第21章 背中合わせの2人
月「それに、いいの?」
『はいはい、今度はなに?』
次はどんな嫌味を言われるんだろうと思い、適当な返事を返す。
その割には何も言って来ない月島君を、思わず見上げた。
月「いいなら、いいケド」
『・・・だから、何の事?』
月「練習終わったら・・・見れなくなっちゃうんじゃない?」
『何が言いたいのか分かりません』
私はそう言って、フンっと横を向いて見せた。
月「ふぅん・・・見たかったんじゃないの?・・・カッコイイ~、ブロック」
!!!!!!!
月島君の言葉に、体全体ごと振り返る。
や、やっぱり・・・
『やっぱり全部聞いてたんじゃない!!』
思わず大声で叫んでしまう。
月「僕は別に、聞いたとも、聞いてないとも言ってない。あ、そうだ。もうひとつ思い出した・・・キレイなサーブ、だったっけ?」
悪びれた様子でもなくニヤリとする月島君に、私は開いた口をパクパクさせてしまう。
月「早く行かないと見れないよ?ブロックとサーブ」
『や、やめて!何度も繰り返して言わないで!!』
繋がれた手を振り回し、なおも叫びながら言うと、ガラガラと大きな音をさせながら目の前の扉が大きく開いた。
澤「お前達いつまでもうるさいぞ!」
『うきゃぁぁぁぁぁぁ!!!』
月「ちょっ・・・」
予期せぬ大声に驚いて、月島君にしがみついてしまった。
澤「おいおい・・・そんなに驚かなくても・・・」
しがみついた体の隙間から、そっと目を開いて、声の主が澤村先輩だと分かるとホッと息を付く。
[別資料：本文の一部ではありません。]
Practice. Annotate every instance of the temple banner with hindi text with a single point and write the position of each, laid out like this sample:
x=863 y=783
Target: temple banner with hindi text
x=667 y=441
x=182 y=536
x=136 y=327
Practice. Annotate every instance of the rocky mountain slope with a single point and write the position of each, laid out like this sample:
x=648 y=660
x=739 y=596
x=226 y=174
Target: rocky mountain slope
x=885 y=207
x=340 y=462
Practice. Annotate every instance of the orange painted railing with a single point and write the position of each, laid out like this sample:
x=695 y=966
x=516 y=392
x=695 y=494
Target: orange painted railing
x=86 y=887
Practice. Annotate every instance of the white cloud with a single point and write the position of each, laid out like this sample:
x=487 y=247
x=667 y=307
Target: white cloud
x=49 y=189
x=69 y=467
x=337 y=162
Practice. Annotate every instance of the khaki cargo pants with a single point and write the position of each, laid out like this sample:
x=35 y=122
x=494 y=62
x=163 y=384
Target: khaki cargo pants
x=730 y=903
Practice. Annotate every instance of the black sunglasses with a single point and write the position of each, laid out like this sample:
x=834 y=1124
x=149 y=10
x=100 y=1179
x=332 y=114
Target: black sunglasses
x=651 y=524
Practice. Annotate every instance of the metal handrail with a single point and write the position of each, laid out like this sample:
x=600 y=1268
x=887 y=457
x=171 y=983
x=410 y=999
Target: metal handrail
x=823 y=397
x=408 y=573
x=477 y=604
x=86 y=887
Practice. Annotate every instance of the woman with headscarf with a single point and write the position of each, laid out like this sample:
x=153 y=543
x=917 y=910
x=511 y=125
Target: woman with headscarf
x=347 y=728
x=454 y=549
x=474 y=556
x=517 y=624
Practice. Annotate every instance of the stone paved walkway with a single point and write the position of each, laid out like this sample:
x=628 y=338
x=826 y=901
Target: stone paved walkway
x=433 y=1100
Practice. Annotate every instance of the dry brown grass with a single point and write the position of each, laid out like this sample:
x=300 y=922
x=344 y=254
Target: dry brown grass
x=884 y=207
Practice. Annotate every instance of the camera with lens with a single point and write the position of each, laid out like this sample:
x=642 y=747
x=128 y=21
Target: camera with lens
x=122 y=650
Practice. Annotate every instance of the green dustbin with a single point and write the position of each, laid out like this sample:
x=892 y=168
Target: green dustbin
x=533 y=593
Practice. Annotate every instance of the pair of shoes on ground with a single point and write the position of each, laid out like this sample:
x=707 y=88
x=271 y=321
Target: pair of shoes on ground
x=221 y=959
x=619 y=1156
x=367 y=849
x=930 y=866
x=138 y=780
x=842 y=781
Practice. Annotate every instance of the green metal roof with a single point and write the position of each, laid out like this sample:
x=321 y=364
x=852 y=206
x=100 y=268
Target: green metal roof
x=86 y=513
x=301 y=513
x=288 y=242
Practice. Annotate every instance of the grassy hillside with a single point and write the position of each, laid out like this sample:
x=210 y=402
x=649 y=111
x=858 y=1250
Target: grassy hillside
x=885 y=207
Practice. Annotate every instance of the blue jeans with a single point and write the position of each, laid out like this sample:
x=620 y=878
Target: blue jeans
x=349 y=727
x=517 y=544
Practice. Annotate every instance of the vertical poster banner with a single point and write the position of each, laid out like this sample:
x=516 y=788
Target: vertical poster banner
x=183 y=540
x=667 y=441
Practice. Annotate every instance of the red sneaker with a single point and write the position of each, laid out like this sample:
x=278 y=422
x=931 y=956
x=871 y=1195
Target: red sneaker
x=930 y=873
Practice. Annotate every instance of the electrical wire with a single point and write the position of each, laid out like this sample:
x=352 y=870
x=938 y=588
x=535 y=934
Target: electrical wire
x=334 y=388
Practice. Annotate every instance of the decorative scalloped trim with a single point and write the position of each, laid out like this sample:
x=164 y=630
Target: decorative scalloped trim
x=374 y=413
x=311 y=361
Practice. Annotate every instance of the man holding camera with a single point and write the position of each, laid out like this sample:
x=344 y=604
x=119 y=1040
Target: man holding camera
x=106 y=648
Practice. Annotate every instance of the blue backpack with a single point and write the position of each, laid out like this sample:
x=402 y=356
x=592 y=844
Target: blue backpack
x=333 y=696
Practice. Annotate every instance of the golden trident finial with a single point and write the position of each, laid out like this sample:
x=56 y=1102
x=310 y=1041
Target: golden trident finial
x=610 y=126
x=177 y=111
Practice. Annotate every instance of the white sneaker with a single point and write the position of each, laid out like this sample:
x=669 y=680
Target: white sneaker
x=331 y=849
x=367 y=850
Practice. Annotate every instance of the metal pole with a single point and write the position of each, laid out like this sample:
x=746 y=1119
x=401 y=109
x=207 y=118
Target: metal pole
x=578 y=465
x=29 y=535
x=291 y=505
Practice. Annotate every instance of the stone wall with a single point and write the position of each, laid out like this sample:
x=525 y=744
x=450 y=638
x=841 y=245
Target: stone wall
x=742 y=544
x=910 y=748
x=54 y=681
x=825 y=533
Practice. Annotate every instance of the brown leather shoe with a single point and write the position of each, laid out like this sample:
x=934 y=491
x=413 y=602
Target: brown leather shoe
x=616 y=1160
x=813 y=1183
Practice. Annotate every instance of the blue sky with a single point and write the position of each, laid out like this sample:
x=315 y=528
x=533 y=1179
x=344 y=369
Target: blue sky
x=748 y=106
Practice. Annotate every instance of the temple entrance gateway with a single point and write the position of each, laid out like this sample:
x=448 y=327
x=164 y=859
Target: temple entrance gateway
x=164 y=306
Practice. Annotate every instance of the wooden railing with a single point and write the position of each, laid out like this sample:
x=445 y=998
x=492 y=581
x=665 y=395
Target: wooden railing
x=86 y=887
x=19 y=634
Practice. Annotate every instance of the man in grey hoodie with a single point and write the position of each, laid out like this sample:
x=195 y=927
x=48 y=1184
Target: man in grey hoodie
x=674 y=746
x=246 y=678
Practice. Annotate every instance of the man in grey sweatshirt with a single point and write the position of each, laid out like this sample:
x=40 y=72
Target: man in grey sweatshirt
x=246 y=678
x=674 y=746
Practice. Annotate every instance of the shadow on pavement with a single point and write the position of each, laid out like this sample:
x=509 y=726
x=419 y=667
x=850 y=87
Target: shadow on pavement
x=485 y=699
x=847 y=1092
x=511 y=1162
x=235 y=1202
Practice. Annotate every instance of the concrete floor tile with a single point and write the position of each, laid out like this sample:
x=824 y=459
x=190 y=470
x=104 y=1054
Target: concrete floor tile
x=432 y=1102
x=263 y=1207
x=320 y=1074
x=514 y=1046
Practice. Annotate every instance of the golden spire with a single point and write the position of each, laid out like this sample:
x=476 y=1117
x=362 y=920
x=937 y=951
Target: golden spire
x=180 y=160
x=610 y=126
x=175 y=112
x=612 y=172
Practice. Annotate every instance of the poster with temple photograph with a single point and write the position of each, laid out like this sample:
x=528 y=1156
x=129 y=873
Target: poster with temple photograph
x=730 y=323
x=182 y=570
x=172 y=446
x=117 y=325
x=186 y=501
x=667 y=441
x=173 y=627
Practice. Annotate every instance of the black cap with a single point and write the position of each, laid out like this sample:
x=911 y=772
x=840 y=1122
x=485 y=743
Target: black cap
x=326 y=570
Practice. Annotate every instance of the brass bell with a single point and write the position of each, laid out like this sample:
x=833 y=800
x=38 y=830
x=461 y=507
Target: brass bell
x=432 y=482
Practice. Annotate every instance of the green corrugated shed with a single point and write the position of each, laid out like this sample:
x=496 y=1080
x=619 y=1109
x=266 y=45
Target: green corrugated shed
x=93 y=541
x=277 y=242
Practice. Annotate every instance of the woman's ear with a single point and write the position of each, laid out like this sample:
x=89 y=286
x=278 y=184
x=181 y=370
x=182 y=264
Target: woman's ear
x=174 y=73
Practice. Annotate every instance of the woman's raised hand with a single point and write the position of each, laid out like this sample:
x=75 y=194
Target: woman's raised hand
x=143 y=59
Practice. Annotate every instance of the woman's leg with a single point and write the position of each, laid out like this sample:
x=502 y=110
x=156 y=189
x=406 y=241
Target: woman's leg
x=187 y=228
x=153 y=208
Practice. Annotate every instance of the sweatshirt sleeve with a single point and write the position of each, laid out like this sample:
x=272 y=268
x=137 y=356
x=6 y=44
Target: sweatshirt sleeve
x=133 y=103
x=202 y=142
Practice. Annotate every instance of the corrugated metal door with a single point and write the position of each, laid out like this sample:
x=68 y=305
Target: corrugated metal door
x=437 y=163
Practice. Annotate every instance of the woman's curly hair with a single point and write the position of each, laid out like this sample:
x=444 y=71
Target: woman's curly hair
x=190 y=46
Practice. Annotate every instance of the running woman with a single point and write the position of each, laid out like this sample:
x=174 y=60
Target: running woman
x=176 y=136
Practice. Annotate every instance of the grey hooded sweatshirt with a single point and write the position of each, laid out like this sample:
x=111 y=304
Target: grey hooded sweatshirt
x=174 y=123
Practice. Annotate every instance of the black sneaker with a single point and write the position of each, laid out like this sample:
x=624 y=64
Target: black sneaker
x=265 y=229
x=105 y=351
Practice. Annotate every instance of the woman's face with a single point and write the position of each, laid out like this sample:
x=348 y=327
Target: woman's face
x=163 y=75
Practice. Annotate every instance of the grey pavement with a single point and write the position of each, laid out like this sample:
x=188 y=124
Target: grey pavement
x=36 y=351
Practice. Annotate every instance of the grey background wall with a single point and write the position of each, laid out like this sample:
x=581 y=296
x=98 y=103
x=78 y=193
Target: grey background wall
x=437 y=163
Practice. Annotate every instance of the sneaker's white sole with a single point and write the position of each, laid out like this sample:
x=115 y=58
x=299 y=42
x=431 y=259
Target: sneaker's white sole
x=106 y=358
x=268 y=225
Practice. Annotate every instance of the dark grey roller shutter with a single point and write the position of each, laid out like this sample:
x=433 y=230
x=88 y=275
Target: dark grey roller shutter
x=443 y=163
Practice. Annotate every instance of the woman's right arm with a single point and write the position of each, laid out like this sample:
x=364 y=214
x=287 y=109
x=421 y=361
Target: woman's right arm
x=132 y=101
『・・・あ、あは。さ、澤村・・・先輩・・・び、びっくりした・・・』
澤「俺もまさか扉の前にいるとは思ってなかったから、驚かしてゴメン。それより2人とも、随分と仲良くなれたみたいで・・・その、良かったよ」
目を泳がせながら言う澤村先輩は、私達がスッと視線をずらし頭を掻いていた。
別にこれといって仲良くなれたわけじゃないんだけどな・・・
それに何でそんな、視線をずらすとか。
そこまで考えてから、自分の状況を確認する。
隙間なくピッタリと寄せられている自分の全身。
私の両腕は、それを離すまいとシッカリ月島君の体をホールドしている。
月島君もそう。
右腕こそ、バランスを取るために扉の横に手をついているけど、左腕は私の肩を囲み寄せている。